Under R.O.C. law, the membership of Audit Committee shall consist of all independent Directors. TSMC’s Audit Committee satisfies this statutory requirement. The Committee also engaged a financial expert consultant in accordance with the rules of the U.S. Securities and Exchange Commission. The Audit Committee annually conducts self-evaluation to assess the Committee’s performance and identify areas for further attention.
TSMC’s Audit Committee is empowered by its Charter to conduct any study or investigation it deems appropriate to fulfill its responsibilities. It has direct access to TSMC’s internal auditors, the Company’s independent auditors, and all employees of the Company. The Committee is authorized to retain and oversee special legal, accounting, or other consultants as it deems appropriate to fulfill its mandate.

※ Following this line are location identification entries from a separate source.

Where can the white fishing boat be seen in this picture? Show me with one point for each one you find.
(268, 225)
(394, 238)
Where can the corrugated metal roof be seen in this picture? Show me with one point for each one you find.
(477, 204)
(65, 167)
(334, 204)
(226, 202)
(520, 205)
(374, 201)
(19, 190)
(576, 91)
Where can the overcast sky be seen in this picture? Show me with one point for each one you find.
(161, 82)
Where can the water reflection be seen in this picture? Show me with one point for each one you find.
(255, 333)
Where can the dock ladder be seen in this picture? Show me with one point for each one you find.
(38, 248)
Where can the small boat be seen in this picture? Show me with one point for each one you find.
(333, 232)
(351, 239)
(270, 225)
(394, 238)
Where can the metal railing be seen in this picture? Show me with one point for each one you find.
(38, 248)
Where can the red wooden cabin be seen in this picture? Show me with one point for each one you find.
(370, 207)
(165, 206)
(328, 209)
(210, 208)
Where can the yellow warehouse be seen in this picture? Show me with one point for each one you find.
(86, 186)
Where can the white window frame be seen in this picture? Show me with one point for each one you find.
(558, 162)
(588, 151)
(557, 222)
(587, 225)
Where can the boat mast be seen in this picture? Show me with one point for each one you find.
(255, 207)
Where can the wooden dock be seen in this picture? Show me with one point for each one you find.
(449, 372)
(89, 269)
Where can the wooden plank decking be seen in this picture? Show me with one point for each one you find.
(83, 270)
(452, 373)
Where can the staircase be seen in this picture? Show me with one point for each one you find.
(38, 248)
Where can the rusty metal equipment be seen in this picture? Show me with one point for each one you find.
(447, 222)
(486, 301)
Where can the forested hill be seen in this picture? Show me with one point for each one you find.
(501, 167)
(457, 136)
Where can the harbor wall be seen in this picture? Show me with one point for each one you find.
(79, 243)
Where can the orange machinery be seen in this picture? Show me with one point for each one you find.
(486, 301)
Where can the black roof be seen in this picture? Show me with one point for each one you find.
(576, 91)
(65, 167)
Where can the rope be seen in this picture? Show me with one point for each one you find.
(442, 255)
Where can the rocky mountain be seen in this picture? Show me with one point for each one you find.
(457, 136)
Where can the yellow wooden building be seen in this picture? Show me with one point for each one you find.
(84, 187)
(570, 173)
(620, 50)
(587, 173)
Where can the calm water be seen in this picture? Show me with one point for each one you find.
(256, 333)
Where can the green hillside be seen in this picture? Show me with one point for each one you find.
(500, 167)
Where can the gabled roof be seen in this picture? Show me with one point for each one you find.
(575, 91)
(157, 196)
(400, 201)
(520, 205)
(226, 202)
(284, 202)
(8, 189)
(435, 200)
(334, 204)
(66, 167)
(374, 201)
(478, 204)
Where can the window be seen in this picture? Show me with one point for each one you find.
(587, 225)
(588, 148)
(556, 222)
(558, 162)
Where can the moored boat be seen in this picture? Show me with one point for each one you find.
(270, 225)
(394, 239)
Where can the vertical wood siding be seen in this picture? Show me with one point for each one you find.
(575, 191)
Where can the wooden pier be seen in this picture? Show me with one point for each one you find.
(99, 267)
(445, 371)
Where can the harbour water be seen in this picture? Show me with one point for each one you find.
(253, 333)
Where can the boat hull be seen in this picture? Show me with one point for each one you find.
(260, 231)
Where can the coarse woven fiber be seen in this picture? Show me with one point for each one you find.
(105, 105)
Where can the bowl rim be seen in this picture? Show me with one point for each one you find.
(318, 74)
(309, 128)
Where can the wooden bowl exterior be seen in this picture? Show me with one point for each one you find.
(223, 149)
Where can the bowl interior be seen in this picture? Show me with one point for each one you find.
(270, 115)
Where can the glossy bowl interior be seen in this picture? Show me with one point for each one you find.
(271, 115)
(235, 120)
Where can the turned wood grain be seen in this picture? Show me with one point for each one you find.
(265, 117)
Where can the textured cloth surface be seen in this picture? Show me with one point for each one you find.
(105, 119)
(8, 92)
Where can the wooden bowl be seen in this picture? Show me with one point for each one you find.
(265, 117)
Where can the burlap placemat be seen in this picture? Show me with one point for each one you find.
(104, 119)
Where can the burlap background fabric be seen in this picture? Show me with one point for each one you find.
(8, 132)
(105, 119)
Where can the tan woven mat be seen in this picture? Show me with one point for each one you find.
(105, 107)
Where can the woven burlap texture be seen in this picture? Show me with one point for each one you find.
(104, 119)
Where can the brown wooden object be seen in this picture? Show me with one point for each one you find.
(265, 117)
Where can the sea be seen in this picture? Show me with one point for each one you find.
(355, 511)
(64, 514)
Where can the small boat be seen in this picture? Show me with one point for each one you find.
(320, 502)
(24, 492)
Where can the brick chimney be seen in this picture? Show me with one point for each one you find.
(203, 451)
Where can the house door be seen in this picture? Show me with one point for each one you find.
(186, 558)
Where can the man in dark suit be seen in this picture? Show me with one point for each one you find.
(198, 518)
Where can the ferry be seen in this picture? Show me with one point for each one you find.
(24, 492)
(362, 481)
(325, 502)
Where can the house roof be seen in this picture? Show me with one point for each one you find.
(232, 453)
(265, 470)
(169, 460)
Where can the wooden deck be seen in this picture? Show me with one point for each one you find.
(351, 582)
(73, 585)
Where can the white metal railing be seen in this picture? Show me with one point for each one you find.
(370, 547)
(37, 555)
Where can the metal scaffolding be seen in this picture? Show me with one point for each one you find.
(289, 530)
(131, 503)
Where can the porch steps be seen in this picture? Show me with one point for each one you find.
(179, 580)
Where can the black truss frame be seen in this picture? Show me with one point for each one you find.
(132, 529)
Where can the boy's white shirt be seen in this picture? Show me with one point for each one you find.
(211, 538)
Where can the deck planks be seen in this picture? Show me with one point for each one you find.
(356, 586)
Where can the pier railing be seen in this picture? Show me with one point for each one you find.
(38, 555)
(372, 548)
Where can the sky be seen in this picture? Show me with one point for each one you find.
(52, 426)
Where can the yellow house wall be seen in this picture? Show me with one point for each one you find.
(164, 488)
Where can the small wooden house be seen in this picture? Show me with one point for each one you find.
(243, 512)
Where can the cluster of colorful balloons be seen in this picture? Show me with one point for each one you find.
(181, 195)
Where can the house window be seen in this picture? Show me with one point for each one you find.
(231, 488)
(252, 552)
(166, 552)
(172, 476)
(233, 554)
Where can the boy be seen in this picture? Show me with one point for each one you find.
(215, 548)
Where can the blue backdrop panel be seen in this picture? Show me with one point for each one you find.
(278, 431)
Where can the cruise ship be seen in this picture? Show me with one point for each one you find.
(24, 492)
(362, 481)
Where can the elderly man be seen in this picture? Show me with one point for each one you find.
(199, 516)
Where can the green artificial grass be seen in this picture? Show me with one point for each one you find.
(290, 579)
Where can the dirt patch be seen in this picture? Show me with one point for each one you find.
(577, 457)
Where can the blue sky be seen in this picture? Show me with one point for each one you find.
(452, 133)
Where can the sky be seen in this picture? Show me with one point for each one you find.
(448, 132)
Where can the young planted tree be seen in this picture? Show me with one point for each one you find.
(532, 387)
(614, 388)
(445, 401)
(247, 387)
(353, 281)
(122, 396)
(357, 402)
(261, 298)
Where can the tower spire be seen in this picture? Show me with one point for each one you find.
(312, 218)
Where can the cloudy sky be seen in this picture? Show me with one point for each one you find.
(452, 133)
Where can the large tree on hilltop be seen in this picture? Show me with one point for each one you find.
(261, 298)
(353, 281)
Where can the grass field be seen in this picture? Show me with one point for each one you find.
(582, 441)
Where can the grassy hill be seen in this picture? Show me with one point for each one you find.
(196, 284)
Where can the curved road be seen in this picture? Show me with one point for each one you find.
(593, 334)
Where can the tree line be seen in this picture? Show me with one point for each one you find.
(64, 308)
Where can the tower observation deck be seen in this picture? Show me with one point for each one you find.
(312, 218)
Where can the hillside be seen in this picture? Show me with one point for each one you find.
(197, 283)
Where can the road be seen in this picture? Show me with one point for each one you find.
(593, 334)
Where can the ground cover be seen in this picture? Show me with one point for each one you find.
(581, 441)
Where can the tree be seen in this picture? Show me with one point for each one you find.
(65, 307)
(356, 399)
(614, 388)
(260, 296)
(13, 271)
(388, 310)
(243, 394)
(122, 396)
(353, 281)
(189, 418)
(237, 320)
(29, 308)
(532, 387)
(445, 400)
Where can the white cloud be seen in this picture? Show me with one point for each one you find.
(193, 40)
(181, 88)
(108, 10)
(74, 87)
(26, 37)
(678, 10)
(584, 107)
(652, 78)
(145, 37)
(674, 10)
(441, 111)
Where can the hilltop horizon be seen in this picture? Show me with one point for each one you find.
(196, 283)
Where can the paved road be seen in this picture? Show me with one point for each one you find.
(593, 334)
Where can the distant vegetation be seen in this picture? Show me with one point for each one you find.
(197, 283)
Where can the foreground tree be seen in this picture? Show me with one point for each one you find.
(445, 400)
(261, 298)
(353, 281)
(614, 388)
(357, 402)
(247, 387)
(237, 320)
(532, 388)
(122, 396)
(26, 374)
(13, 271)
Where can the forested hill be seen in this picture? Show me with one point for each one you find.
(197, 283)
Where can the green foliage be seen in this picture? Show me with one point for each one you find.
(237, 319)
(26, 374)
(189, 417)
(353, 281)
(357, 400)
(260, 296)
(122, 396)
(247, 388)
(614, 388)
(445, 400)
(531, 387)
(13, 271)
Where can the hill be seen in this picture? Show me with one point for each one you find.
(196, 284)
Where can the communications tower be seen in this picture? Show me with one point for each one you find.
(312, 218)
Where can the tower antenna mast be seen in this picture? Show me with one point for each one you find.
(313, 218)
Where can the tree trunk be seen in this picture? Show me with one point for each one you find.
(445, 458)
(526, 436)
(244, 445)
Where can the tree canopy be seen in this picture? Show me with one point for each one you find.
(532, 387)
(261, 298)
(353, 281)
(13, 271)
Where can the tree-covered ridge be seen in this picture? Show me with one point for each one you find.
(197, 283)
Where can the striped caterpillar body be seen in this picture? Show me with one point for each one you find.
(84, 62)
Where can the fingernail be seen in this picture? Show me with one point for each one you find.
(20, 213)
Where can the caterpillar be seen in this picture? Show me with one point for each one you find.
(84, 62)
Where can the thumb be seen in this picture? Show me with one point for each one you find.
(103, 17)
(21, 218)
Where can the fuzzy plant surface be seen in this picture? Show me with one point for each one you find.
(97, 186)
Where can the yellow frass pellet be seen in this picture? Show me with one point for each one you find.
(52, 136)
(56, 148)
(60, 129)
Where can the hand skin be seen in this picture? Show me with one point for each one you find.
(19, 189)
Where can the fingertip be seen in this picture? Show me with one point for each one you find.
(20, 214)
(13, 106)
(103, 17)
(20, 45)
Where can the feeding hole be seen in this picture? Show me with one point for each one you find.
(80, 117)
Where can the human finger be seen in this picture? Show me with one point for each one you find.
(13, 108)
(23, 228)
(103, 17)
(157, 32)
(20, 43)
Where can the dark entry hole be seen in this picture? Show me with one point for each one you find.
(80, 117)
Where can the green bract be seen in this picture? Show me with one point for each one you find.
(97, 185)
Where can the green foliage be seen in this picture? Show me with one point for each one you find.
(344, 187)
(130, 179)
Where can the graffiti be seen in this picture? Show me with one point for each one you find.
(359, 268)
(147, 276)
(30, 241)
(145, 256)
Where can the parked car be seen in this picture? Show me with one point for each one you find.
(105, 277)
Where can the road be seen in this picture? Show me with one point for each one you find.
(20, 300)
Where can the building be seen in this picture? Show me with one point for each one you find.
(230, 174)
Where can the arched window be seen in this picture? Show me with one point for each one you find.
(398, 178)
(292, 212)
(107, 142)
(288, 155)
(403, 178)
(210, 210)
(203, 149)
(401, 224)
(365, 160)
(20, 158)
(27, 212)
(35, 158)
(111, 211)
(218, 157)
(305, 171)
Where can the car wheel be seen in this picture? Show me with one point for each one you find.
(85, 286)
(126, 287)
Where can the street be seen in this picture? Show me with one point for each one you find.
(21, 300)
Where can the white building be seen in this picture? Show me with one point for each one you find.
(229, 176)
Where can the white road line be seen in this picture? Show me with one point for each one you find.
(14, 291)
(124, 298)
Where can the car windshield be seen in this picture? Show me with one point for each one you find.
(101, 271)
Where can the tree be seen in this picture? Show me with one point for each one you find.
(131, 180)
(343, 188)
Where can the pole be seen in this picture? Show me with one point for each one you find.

The Committee meets at least once every quarter. Please consult TSMC’s Taiwan Annual Report for the relevant year for the number of meetings convened and each member’s attendance rate.
Descriptions of the Communications between the Independent Directors and the Internal Auditors or the Independent Auditors
These Closed Door Sessions relate to corporate finance and operations matters, and are between the Independent Directors and the Internal Auditors or the Independent Auditors. The communication principles are as follows,
The internal auditors have sent the audit reports to the members of the Audit Committee periodically and presented the findings of all audit reports in the quarterly meetings of the Audit Committee. The head of Internal Audit will immediately report to the members of the Audit Committee any material matters.
The Company’s independent auditors have presented the findings of their quarterly review or audits on the Company’s financial results. Under applicable laws and regulations, the independent auditors are also required to immediately communicate to the Audit Committee any material matters that they have discovered.